Accordingly, The Truman Show would be the ultimate continuously running franchise, since it would theoretically last for an entire human lifespan. We see the show’s viewers wearing hats and buttons that coyly say, “How’s it going to end?” In fact, the franchise would not necessarily end with Truman’s death. It could continue in the life of Truman’s child, and so on and so on, forever. So when Truman triumphantly walks out of a stage door on the edge of his constructed world, he is ending the franchise. He emphatically refuses the obligatory continuation that is so pervasive today, an in-world stand reinforced in our world by the refusal of a sequel.

Further, Truman’s sequel-less triumph has a very specific thematic importance. In a recent Vanity Fair feature on the film’s 20th anniversary, star Jim Carrey says: “‘That’s what I see as the ultimate lesson of The Truman Show—when that false life is given up, when what everybody else wants from you and of you is given up, then you walk into the everything. You become the everything. There’s no limitations anymore.'” We should take this idea further by virtue of the film’s reflexive self-awareness, which lends itself to formal parallels between the film’s world and our world. When The Truman Show ends, the lack of a sequel makes the actual viewers participate in the fictional Truman’s liberation. That’s the whole point: we don’t get to watch him anymore. Not having a sequel to The Truman Show is a sign of artistic and moral integrity. By leaving the rest of Truman’s life up to our imagination, Truman is truly free.

The film’s last shot, strangely ironic and poignant at the same time, helps enable such an interpretation. We have just seen Truman’s glorious exit and the ecstatic reactions of viewers around the world who cheer Truman’s heroic victory over the forces that would constrain him. And yet, the last image we see is two security guards lazily watching the static after the transmission stops, and one of them says to the other, “So, you want to see what else is on?” This dismissive reaction satirically undercuts the magnitude of Truman’s triumph. But in another way, it supports it. The guards’ short attention spans suggest that Truman’s viewership will be equally ready to simply move on to the next media spectacle. Truman will drop off the cultural radar, free to pursue his own interests.
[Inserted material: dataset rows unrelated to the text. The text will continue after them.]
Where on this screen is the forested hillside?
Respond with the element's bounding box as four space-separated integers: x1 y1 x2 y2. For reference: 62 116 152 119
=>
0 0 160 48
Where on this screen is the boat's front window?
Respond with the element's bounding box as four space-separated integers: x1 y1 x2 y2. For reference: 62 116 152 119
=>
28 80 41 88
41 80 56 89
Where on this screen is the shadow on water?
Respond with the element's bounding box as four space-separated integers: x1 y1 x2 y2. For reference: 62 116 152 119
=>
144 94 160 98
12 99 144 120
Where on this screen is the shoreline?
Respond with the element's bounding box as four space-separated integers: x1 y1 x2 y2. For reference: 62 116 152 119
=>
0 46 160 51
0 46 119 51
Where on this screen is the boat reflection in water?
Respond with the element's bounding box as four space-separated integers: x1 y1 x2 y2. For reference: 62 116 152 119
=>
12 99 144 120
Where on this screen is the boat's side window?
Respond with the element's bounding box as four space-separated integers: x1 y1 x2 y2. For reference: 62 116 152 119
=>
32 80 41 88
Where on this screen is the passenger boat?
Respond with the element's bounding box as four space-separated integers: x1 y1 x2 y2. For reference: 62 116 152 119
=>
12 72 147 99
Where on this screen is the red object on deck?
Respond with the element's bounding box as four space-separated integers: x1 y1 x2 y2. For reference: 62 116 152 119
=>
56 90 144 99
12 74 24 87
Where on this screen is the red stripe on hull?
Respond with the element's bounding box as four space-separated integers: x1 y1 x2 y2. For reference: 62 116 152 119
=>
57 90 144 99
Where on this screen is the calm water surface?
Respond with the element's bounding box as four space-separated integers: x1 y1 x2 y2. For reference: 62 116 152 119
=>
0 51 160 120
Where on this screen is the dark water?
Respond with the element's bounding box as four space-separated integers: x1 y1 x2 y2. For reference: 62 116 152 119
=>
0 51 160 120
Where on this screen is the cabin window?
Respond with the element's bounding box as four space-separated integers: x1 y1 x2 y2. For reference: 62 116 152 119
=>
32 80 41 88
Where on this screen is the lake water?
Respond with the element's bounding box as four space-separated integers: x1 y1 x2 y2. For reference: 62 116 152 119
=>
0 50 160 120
Maybe this optimistic take on The Truman Show is naïve. As commentator Emily Chambers has pointed out, Truman would be instantly super-famous and quite unprepared for the real world. Truman would always have cameras following him. The only difference would be that, in the outside world, Truman would know it. So it turns out that the reason a sequel to The Truman Show is so easy to imagine is the same reason that Truman’s post-show life would inevitably continue to deny him the autonomy he seeks. The mundane life Truman had in his show would be impossible. Truman would never really be free to live a normal life away from his unchosen fame.

But phooey on all that. I choose to imagine, against all reason, that by celebrating The Truman Show‘s lack of a sequel, I’m letting the fictional Truman be truly free. By not having a sequel, Truman’s life is forever in a state of potential; he possesses a freedom to live out his own life that he would otherwise not have plausibly had. So against the persuasive notion that Truman would be troubled, unhappy, and stressed, I like to think that instead he’s sitting in a fictional private estate in Fiji somewhere, watching sunsets on the beach with Sylvia. You might imagine something different—that’s the beauty of it.

The Truman Show thus stands as a useful contrast between what the broader phenomenon of sequels imposes on viewers, often against their preferences, and a single narrative of what happens next. It would be nice if today’s filmmakers took inspiration from The Truman Show and took to heart how valuable, how fertile for the public’s imagination, a stand alone film’s existence can be. Just leave it to the audience to enjoy The Truman Show and its noble, quixotic dreams of freedom.